Reputation: 5938
im trying to match some data from a html output but im not sure what i could do to perform it right. So, im using the following block of code to extract the content of access and groups information:
import requests
import lxml.etree as LE
import lxml.html as LH
url = "http://theurl"
r = requests.get(url,auth=('user', 'pass'))
html = r.text
root = LH.fromstring(html)
LE.strip_tags(root, 'b')
data_list = root.xpath("""//td[text()='grouplist']
/following-sibling::*""")[0]
accessList= data_list.xpath("""//td[text()='access']
/following-sibling::*/text()""")
groups = data_list.xpath("""//td[text()='groups']
/following-sibling::*/text()""")
if i print the accessList, i have the data that i want:
print accessList
['Administrators', 'group_a', 'group_b', 'group_c']

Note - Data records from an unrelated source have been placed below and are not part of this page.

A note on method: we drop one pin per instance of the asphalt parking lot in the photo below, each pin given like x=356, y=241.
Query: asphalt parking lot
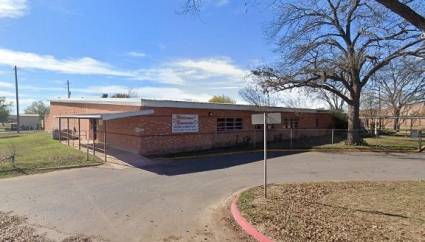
x=173, y=200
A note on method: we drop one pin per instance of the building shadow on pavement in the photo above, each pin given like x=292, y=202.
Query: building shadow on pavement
x=194, y=165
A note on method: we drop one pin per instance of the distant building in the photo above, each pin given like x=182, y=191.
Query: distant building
x=411, y=117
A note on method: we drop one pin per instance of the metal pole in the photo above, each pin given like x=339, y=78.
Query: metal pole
x=18, y=122
x=291, y=137
x=87, y=149
x=104, y=139
x=94, y=139
x=67, y=131
x=265, y=155
x=79, y=134
x=68, y=92
x=60, y=130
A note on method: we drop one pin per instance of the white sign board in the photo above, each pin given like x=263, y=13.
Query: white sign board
x=272, y=118
x=185, y=123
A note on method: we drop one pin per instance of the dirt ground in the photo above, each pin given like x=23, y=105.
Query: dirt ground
x=346, y=211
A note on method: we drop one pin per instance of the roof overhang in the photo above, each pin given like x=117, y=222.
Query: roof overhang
x=107, y=116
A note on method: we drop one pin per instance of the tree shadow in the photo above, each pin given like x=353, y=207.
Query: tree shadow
x=212, y=162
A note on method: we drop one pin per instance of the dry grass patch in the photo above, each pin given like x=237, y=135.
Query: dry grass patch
x=355, y=211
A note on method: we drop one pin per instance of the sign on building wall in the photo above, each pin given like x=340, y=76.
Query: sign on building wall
x=272, y=118
x=185, y=123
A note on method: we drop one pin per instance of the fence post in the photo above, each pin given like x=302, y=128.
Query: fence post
x=87, y=146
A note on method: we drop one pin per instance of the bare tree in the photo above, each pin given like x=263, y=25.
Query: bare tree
x=403, y=10
x=334, y=102
x=327, y=44
x=255, y=95
x=402, y=84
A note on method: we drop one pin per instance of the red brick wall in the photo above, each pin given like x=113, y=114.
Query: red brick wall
x=152, y=134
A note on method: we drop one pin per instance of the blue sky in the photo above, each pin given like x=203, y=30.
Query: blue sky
x=109, y=46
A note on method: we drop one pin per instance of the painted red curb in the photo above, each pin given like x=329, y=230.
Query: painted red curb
x=245, y=225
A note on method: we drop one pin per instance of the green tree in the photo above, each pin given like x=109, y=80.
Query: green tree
x=4, y=110
x=221, y=99
x=38, y=108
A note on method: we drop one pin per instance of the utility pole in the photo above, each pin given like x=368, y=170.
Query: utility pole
x=18, y=123
x=265, y=153
x=67, y=88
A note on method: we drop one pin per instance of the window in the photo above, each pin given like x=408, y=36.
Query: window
x=290, y=123
x=229, y=124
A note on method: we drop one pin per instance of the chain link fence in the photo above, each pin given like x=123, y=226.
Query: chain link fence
x=320, y=139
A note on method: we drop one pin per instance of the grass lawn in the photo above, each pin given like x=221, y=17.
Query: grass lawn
x=37, y=152
x=398, y=143
x=4, y=127
x=345, y=211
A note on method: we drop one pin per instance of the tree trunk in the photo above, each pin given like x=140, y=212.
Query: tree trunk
x=397, y=119
x=353, y=136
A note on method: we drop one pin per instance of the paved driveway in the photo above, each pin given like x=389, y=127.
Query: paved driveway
x=171, y=200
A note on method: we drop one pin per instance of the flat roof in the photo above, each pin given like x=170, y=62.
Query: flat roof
x=183, y=104
x=106, y=116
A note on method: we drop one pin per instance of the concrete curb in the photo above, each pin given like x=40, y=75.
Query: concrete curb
x=245, y=225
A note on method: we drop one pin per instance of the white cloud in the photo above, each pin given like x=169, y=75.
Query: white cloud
x=213, y=67
x=175, y=72
x=7, y=93
x=13, y=8
x=6, y=85
x=136, y=54
x=219, y=3
x=183, y=78
x=146, y=92
x=85, y=65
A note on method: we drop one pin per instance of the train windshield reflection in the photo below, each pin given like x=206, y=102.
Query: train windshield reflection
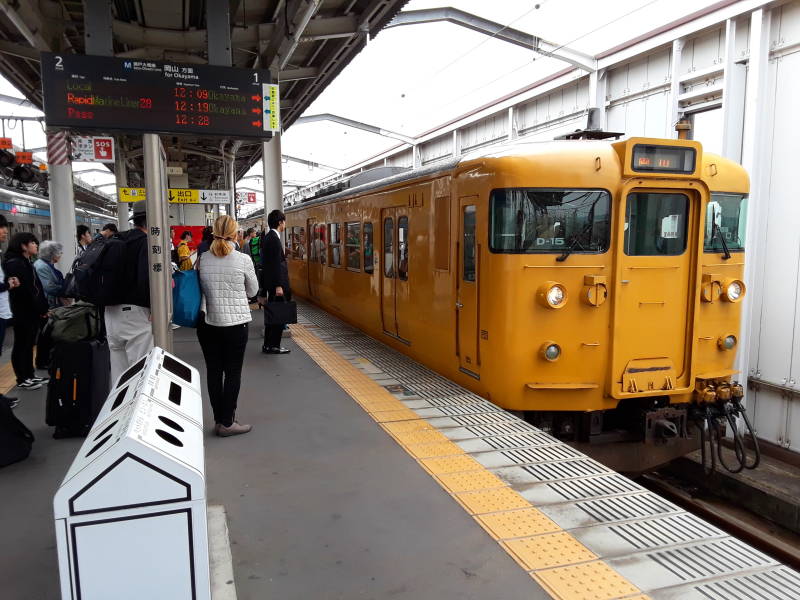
x=530, y=220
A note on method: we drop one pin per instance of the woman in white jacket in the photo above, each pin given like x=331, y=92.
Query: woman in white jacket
x=227, y=280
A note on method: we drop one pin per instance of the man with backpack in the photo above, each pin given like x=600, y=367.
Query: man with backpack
x=127, y=313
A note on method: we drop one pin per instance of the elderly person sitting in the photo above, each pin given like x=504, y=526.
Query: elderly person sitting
x=53, y=286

but when i print the groups, the returning result would be:
print groups:
['\n','\n','\n']
Having that information, what could be done in order to get:
print groups
['group_a', 'group_b', 'group_c']
Here, you can see the returning html result
<TABLE bgcolor="#dddddd" border="1" />
<TR>
<TD valign="top"><B>grouplist</B></TD>
<TD>
<TABLE />
<TR>
<TD>
<TABLE bgcolor="#dddddd" border="1" />
<TR>
<TD valign="top"><B>access</B></TD>
<TD>Administrators</TD>
</TR>
<TR>
<TD valign="top"><B>inUse</B></TD>
<TD>true</TD>
</TR>
<TR>
<TD valign="top"><B>groups</B></TD>
<TD>
<TABLE>
<TR>
<TD>group_a</TD>
</TR>
<TR>
<TD>group_b</TD>
</TR>
<TR>
<TD>group_c</TD>
</TR>
</TABLE>
</TD>
</TR>
<TR>
<TD valign="top"><B>deny</B></TD>
<TD>
<TABLE>
</TABLE>
</TD>
</TR>
EDIT : Html code can be tested here: html tester
Thanks in advance.
Upvotes: 1
Views: 124
Reputation: 879083
groups = data_list.xpath("""//td[text()='groups']
/following-sibling::td/table/tr/td/text()""")
or, a little less specifically,
groups = data_list.xpath("""//td[text()='groups']
/following-sibling::*//td/text()""")
works. If that too specific for your purpose, you could instead define groups
this way:
groups = data_list.xpath("""//td[text()='groups']
/following-sibling::*""")[0]
and then use text_content
:
groups = groups.text_content().split()
However, splitting the text content on whitespace may not work well if group_a
, group_b
and/or group_c
were replaced with text that itself contains whitespace.
Upvotes: 1